Machine Learning Unveils Ce–O–Co Motifs in Perovskite with Lewis Acidic–Basic Microenvironment for Dual-Site Intramolecular Oxygen Evolution in Saline Water

Perovskite oxides are promising anodic electrocatalysts for alkaline saline water electrolysis, yet their performance is often limited by sluggish oxygen evolution reaction kinetics and competing chloride corrosion. Building on Pr0.1Sr0.9Co0.5Fe0.5O3 (PSCF), a candidate previously identified via our transfer learning paradigm, we further leveraged data-driven compositional searching of the A-site configuration, which led to an optimized catalyst with a proper Ce/Sr/Pr ratio (Ce-PSCF). The asymmetric Ce–O–Co motifs invoked a negative charge-transfer regime and activated the evolution of nonbonding oxygen (ONB) states, which reconciled the activity-stability trade-off and promoted a dual-site intramolecular lattice oxygen mechanism, as evidenced by promoted 18O–18O evolution. The electrolyzer with Ce-PSCF lowered the overpotential of the PSCF-based one by 100 mV at 300 mA cm–2 and exhibited 15-fold greater durability. Electrochemical analysis revealed a higher reaction order, promoted *OH coverage, and faster surface reconstruction on the Ce-incorporated electrocatalyst, indicating *OH-controlled chemical-step kinetics.
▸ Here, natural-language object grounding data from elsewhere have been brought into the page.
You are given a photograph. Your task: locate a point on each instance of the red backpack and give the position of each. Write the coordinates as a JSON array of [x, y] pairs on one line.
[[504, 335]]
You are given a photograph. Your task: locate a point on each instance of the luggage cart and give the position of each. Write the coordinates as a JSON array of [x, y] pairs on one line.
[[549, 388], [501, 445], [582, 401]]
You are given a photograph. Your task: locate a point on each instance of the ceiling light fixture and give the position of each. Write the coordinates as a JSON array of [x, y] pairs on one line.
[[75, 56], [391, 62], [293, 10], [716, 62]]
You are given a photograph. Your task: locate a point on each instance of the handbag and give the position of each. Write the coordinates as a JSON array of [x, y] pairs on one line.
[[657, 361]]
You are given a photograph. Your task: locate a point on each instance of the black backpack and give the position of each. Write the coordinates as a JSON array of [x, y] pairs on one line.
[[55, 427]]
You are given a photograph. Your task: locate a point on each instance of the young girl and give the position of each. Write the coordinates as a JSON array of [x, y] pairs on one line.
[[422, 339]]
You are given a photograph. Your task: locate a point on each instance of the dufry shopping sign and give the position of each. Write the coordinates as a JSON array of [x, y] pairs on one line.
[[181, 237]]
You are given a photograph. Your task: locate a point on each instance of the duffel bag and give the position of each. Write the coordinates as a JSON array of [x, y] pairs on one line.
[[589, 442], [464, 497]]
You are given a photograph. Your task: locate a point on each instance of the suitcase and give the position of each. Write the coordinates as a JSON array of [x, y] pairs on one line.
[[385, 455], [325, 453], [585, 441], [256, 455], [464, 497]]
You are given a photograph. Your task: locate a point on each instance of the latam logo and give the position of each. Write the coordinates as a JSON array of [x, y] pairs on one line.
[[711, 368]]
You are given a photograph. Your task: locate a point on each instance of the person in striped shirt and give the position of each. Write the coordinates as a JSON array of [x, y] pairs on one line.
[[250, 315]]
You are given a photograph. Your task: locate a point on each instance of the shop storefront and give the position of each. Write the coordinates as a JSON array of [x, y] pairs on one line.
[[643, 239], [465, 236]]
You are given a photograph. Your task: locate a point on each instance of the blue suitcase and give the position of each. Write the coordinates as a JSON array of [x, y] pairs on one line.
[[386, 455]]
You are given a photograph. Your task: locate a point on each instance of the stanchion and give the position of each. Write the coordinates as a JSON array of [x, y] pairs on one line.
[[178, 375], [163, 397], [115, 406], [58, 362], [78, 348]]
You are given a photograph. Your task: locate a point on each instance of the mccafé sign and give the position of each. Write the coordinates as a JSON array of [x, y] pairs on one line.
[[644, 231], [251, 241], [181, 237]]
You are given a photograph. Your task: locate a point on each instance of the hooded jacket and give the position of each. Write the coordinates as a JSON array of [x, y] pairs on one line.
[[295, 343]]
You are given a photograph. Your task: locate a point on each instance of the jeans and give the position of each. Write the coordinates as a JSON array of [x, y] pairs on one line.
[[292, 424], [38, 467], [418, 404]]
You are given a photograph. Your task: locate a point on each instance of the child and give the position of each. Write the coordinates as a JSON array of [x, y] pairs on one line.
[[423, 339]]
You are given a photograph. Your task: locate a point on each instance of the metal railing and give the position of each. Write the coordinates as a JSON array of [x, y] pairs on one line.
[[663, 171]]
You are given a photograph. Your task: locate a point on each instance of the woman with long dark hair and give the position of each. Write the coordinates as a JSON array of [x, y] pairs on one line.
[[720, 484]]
Theoretical insight inferred a variation of the rate-determining step from O–O coupling to secondary OH– refilling with a reduced energy barrier from 0.68 to 0.54 eV. Moreover, ab initio molecular dynamics simulations visualized a dynamically strengthened affinity for OH– and significant repulsion of Cl–, arising from its intrinsic Lewis acidic and basic microenvironment.